Houston’s restaurants, not oil and gas, offer a strong signal of the city’s economic recovery


Busy restaurant

Deepika Murugesan/Unsplash

Following a tumultuous span of more than two years since the pandemic’s onset in Houston, employment has shown strong signs of recovery, according to the Federal Reserve Bank of Dallas. In fact, it was on track to grow jobs back to pre-pandemic projections by the end of 2022.

Employment in Houston

But perhaps the more telling economic indicator of Houston’s optimism is its appetite. In late September and early October, seated diners at Houston restaurants were 19.5% higher than the same period before the pandemic in 2019, according to the OpenTable restaurant and reservation platform.­ Houston’s experience is not universal: The national average for OpenTable is unchanged between 2019 and 2022.

“This sector was the hardest-hit, so it had the greatest to achieve,” Jesse Thompson, a senior business economist with the Federal Reserve Bank of Dallas, said. “Houston has been outgrowing the rest of the country. Particularly this year as wages have accelerated, you see Houstonians going out and spending more money. The restaurant business is definitely a big part of that spending behavior. 

“After really suffering during 2020 and parts of 2021, and really having to deal with elevated food inflation, the leisure and hospitality sectors have done relatively well and ridden Houston’s outperformance up over the course of the past year.”

The Texas Workforce Commission reported a total of 364,900 leisure and hospitality workers in the Houston area in November 2022. That’s slightly higher than where we were in June, when the U.S. Bureau of Labor Statistics reported a total of 344,212 leisure and hospitality workers in the Houston area, earning an average of $551 per week. In 2019, the area had 332,374 employees in the sector earning an average of $470 per week. That’s equivalent to about 10% more people employed as of last month and a 17% pay increase as of June for some of the lowest-paid workers in the economy, compared to prepandemic times. (The TWC did not report average wages for November.) 

It is quite the comeback story for a sector of the local economy whose obituary was being written amid pandemic shutdowns. The industry also received relief from the Small Business Administration's $28.6 billion Restaurant Revitalization Fund Program, which provided grants of up to $5 million to restaurants and similar businesses that experienced pandemic-related losses.  

Houstonians dining out and the expansion of the leisure and hospitality workforce is a positive sign for the local recovery. Houston’s coveted bar and restaurant scene is a point of cultural pride, and it serves as a common third place for many residents. It is also a key source of employment, with a comparable number of people working in education and health services. However, despite the recent uptick in wages, leisure and hospitality workers are among the lowest paid among all industries, and inflation is cutting into those paychecks. 

With the addition of 149,065 jobs from January-October, overall employment in Houston has grown 2.9% compared to last year, and every industry has surpassed pre-pandemic levels of employment, according to the Dallas Fed. Within the last three months, jobs in construction and information and other services slightly declined.

But in the “energy capital of the world,” employment growth in the oil and gas sector has been incremental. Thompson said there are several reasons preventing the oil and gas industry from hiring more.

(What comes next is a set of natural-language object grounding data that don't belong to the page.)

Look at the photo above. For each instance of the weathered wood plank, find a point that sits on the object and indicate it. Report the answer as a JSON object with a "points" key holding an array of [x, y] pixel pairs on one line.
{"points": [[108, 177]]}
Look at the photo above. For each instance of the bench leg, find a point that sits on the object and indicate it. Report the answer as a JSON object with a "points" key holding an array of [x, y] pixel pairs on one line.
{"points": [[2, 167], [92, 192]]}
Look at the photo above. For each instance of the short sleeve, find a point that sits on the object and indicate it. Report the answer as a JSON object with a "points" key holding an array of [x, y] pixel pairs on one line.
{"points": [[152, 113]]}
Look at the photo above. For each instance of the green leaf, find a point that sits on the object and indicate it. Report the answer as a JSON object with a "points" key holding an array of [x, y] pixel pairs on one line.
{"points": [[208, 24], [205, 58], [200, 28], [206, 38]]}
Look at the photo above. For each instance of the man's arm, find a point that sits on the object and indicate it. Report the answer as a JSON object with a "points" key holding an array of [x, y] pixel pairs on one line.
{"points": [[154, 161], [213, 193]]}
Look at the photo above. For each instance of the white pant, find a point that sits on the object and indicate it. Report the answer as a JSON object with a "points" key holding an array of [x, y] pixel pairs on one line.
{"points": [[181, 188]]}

“At this point it's going to take time,” Thompson said. “Right now, we just don’t expect there to be much growth. The oil and gas sector has to be conservative with its spending. There are limits on what they can deploy even if they were able to hire more people because of supply chain constraints.”

Thompson added that the manufacturing side of the industry faces the biggest need for more employees.

“As the supply chain has become a bigger problem and there are bigger problems ordering things, the lead time for new equipment has been really delayed,” he said. “Labor all up and down the supply chain has been really challenging. It’s not roughnecks or oil executives, but companies that are cranking out equipment. Their hiring has been much delayed over much of the recovery so far. Eventually, they're going to have to hire more in order for the supply chain to meet the demands and the slow and steady growth that is expected from the sector over the years.”